青鬆應了聲,心中無限失望,以後沒法在三公子院裡蹭到奚謹做的飯菜了。
他到玉衡齋門口,見了奚謹,飛快說了句,“公子不喜歡。”
奚謹怔了下,給青鬆塞了點銀子,“是每一樣都不喜歡嗎?”
青鬆笑了笑,“花小姐嘗了口春筍,不是很合胃口,公子沒有嘗,說是和花小姐口味一樣。”
奚謹抿了下唇,悶聲說:“我知道了,謝謝你。”
青鬆:“小事。”
他其實不太想要銀子,跟在三公子身邊不缺這點銀子。
青鬆輕咳了聲:“廚房還有什麼吃的嗎?”
奚謹:“你想吃什麼?”
青鬆眼神一亮,跟著奚謹朝廚房的方向走,心說,奚謹也不像傳說中的那般沉悶無趣,明明很有眼力見嘛。
……
奚浮玉收回神識,莫名勾起了個淺笑。
花綠萼看的毛骨悚然,又犯什麼病?
她擱下筷子,輕輕問,“我能先回房嗎?”
她還是往常的模樣,可神色說不出的疏離。
原本雖說也疏離,但好歹活蹦亂跳的,時不時會說上幾句俏皮話,這會兒倒像是被吸乾了精氣,死氣沉沉。

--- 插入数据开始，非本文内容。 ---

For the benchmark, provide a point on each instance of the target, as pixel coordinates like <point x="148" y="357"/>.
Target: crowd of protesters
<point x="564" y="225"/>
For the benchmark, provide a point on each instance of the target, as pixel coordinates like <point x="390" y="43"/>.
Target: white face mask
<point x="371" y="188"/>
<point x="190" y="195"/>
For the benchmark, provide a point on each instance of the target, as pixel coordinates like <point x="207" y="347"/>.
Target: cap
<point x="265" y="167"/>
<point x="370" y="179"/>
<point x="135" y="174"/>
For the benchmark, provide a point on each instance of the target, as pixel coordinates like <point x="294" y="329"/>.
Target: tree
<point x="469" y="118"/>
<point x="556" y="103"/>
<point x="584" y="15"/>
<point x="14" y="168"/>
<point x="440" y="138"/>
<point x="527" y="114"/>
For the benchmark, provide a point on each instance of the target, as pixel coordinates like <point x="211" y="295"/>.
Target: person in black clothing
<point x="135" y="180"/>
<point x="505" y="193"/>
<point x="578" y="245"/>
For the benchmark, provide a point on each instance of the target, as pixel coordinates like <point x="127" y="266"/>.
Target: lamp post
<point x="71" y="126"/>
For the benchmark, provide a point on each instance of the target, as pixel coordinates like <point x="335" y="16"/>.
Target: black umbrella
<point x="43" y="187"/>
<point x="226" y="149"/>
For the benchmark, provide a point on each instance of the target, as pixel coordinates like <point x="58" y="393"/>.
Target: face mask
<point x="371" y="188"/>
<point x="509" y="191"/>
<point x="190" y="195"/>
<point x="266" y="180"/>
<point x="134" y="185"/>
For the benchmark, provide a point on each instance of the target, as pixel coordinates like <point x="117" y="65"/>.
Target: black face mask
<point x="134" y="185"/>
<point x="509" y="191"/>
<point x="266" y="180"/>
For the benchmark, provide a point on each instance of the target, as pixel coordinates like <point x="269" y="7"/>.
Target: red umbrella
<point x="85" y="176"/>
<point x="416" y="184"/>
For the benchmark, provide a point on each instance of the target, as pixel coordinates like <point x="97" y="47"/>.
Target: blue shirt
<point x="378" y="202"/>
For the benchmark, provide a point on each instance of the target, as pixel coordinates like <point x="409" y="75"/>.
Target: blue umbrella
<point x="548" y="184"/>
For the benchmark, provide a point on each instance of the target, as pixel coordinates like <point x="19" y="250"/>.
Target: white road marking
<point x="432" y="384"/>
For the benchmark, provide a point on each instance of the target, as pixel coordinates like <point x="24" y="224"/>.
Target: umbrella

奚浮玉微微蹙眉,莫名的,胸口像困了頭野獸,狂躁異常,試圖尋到出路。
他靜靜盯著杯中的茶葉,沉默幾息,複而撩起眼皮,“小殿下弄壞了我一幅畫。”
花綠萼抿唇,“我會儘力幫公子修複。”
奚浮玉:“哦?”
花綠萼:“我會找紀老先生,請他再畫一副。”
奚浮玉:“即便如此,也不是原本的畫作。”
花綠萼猛地抬頭,眸光說不出的冷傲,嗤笑了聲,“公子原也知道,即便複原,也不是曾經的。”
奚浮玉眉心蹙的更緊:“你與我生什麼氣?”
“分明是槐樹暴動,毀了畫,傷了你的靈府。”
藏著的困獸像是驟然找到了出口,漸漸平複下來。
他重複了一遍,“怪槐樹。”
今天發生的一切都怪槐樹。
花綠萼一時竟無言反駁。
但怒火真的更盛。
她深吸一口氣,“不,怪我,怪我當初搖尾乞憐求你救我。”
細究之下,她根本站不住理,是她親口說了,隻要能活下來,就願意為奚浮玉做任何事。
她趁奚浮玉不在,動了槐樹,導致地動山搖,還弄壞了具有紀念意義的畫。
這都是她的錯。
至於奚浮玉不由分說幫她治愈靈府……
還是她的錯。
錯在了太弱,錯在如今是個任人宰割的廢物。
花綠萼驟然感受到一股陰冷。
像是被野獸盯上,她與它困在一處,哪怕縮在角落也能感受到它暴虐嗜血的氣息,隨時會撕開她的血肉。
奚浮玉捏起茶盞撇開浮沫:“所以,小殿下是覺得,彆人若是自願救你,你就不必回報,更不必還清契約。”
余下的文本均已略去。